Вагаршака санитарным поездом вывозят в госпиталь на Урал, в город Краснотурьинск. Уже там, на излечении, его догоняет вторая медаль «За отвагу». Прошел месяц, раны начали потихоньку затягиваться. Однажды с соседом по палате они вышли  на улицу, сели, закурили. Григорий вдруг сказал: «Слушай, а что это вон тот мужик то и дело смотрит на нас?» Вагаршак повернулся всем корпусом – шея ещё не двигалась: действительно, там стоял человек и разглядывал их.

– Казаренко! На перевязку! – сестричка Зиночка, самый главный начальник раненых, окликнула Григория. Тот, опираясь на костыли, заковылял к парадной. Вагаршак заметил, что человек, который заинтересовал их, в ту же секунду направился в его сторону. Подошёл, сел рядом. Представился полковником, но в каких войсках служит, как  имя-фамилия – не сказал.

– Я слышал из вашего разговора, что ты из Крыма. Это так?

– Да.

– Где воевал, солдат?

– В Крыму и воевал. Оборонял и освобождал Севастополь.

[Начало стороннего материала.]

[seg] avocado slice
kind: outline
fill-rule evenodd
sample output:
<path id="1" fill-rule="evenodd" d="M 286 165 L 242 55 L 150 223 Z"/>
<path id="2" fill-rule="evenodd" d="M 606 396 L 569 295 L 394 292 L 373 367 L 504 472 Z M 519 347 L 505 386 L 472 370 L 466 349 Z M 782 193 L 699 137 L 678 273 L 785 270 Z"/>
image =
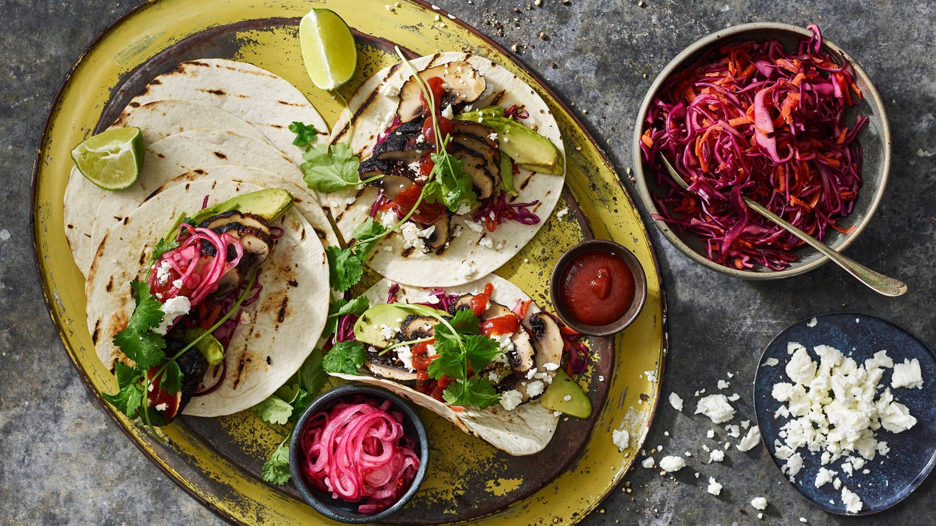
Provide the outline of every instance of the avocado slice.
<path id="1" fill-rule="evenodd" d="M 495 130 L 501 152 L 509 155 L 520 168 L 553 175 L 564 173 L 563 153 L 551 140 L 512 118 L 494 113 L 490 109 L 484 109 L 460 113 L 455 118 L 480 123 Z"/>
<path id="2" fill-rule="evenodd" d="M 565 400 L 565 397 L 571 397 Z M 588 418 L 592 416 L 592 401 L 578 386 L 578 383 L 569 377 L 564 371 L 559 369 L 552 378 L 552 383 L 539 399 L 547 409 L 564 413 L 577 418 Z"/>
<path id="3" fill-rule="evenodd" d="M 183 340 L 186 343 L 191 343 L 197 338 L 201 338 L 195 344 L 195 347 L 201 352 L 201 356 L 208 360 L 209 367 L 214 367 L 225 359 L 225 348 L 214 336 L 205 334 L 204 329 L 189 329 L 185 331 Z"/>
<path id="4" fill-rule="evenodd" d="M 244 213 L 259 215 L 266 219 L 268 223 L 271 223 L 279 219 L 280 216 L 289 210 L 289 207 L 292 206 L 292 201 L 293 197 L 289 192 L 282 188 L 266 188 L 237 196 L 227 201 L 221 201 L 204 210 L 199 210 L 189 217 L 192 219 L 193 224 L 197 225 L 212 215 L 232 210 L 239 210 Z M 172 226 L 163 236 L 163 239 L 174 240 L 175 234 L 179 230 L 179 226 L 182 225 L 184 218 L 184 213 L 176 218 L 175 222 L 172 223 Z"/>
<path id="5" fill-rule="evenodd" d="M 364 311 L 364 314 L 358 318 L 354 324 L 354 335 L 358 342 L 368 343 L 375 347 L 386 347 L 390 344 L 389 340 L 381 334 L 380 328 L 384 325 L 399 329 L 402 325 L 406 316 L 412 311 L 401 307 L 398 303 L 381 303 L 374 305 Z"/>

– Тяжело вам там пришлось…

– Да, несладко. А где легко-то было?

– У тебя в Крыму семья? Жена тоже армяночка? Дети есть?

– И жена армяночка, и дети есть, целых пятеро! – сказав это, Вагаршак заметил, как

полковник отвёл взгляд в сторону, нахмурился, опустив голову. Наконец произнёс: «То, что я сейчас тебе скажу, не должен знать никто – ни один человек! Сделай так, чтобы твоя семья срочно уехала из Крыма. Больше я тебе ничего сказать не могу. Извини, солдат». Поднялся со скамейки и ушёл.

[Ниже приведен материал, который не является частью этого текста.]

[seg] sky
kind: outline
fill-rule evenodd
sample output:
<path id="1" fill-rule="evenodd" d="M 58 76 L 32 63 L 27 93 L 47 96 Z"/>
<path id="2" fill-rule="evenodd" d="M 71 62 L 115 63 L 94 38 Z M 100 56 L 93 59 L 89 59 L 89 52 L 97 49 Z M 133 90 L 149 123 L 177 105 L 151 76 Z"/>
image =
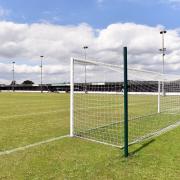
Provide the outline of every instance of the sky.
<path id="1" fill-rule="evenodd" d="M 0 84 L 69 81 L 70 57 L 162 70 L 160 30 L 166 29 L 166 73 L 180 74 L 180 0 L 0 0 Z"/>

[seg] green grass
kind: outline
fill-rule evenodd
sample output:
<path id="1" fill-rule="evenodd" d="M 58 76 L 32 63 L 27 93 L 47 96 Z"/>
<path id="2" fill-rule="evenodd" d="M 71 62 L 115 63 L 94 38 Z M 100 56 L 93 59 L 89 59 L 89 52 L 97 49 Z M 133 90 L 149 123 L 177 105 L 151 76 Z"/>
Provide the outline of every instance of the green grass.
<path id="1" fill-rule="evenodd" d="M 68 94 L 1 93 L 0 102 L 0 151 L 69 133 Z M 148 110 L 132 107 L 132 116 Z M 125 159 L 118 148 L 64 138 L 0 156 L 0 179 L 179 179 L 179 142 L 176 128 L 130 146 Z"/>

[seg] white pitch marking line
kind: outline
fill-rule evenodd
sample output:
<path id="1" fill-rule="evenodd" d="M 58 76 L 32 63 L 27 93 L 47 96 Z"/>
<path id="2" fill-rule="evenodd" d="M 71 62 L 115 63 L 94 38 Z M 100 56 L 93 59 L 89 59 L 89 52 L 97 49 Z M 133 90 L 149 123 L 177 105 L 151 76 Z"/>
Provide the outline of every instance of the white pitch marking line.
<path id="1" fill-rule="evenodd" d="M 50 143 L 50 142 L 53 142 L 53 141 L 58 141 L 60 139 L 66 138 L 66 137 L 69 137 L 69 135 L 64 135 L 64 136 L 60 136 L 60 137 L 56 137 L 56 138 L 51 138 L 51 139 L 48 139 L 48 140 L 45 140 L 45 141 L 40 141 L 40 142 L 37 142 L 37 143 L 34 143 L 34 144 L 29 144 L 29 145 L 26 145 L 26 146 L 23 146 L 23 147 L 18 147 L 18 148 L 15 148 L 15 149 L 2 151 L 2 152 L 0 152 L 0 156 L 12 154 L 12 153 L 15 153 L 15 152 L 18 152 L 18 151 L 24 151 L 26 149 L 36 147 L 36 146 L 39 146 L 39 145 L 42 145 L 42 144 L 47 144 L 47 143 Z"/>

Вагаршак долго думал: что может случиться с его семьёй именно сейчас, когда советские войска освободили Крым? Мы же уже погнали немцев на всех фронтах, бегут, не оглядываясь! Надо поговорить ещё раз с этим полковником. Но встретиться не пришлось – незнакомец был уже выписан из госпиталя, как сказала строгая старшая медсестра Изольда Германовна.

Через месяц главный врач госпиталя сообщил Вагаршаку, что его документы на выписку готовы, он комиссован по состоянию здоровья, война для него закончилась. И тяжело посмотрел ему в глаза: «Тебе нужно будет зайти перед выпиской в особый отдел». Надо так надо – зашел. Сидящий за столом, покрытым зелёным сукном, майор, в очках с толстыми стёклами, от чего глаза его казались неестественно огромными, предложил сесть. Молчал, бесцельно передвигая по столу какие-то бумажки. Вагаршак, в сердце которого с каждой секундой нарастала тревога, выжидательно смотрел на особиста.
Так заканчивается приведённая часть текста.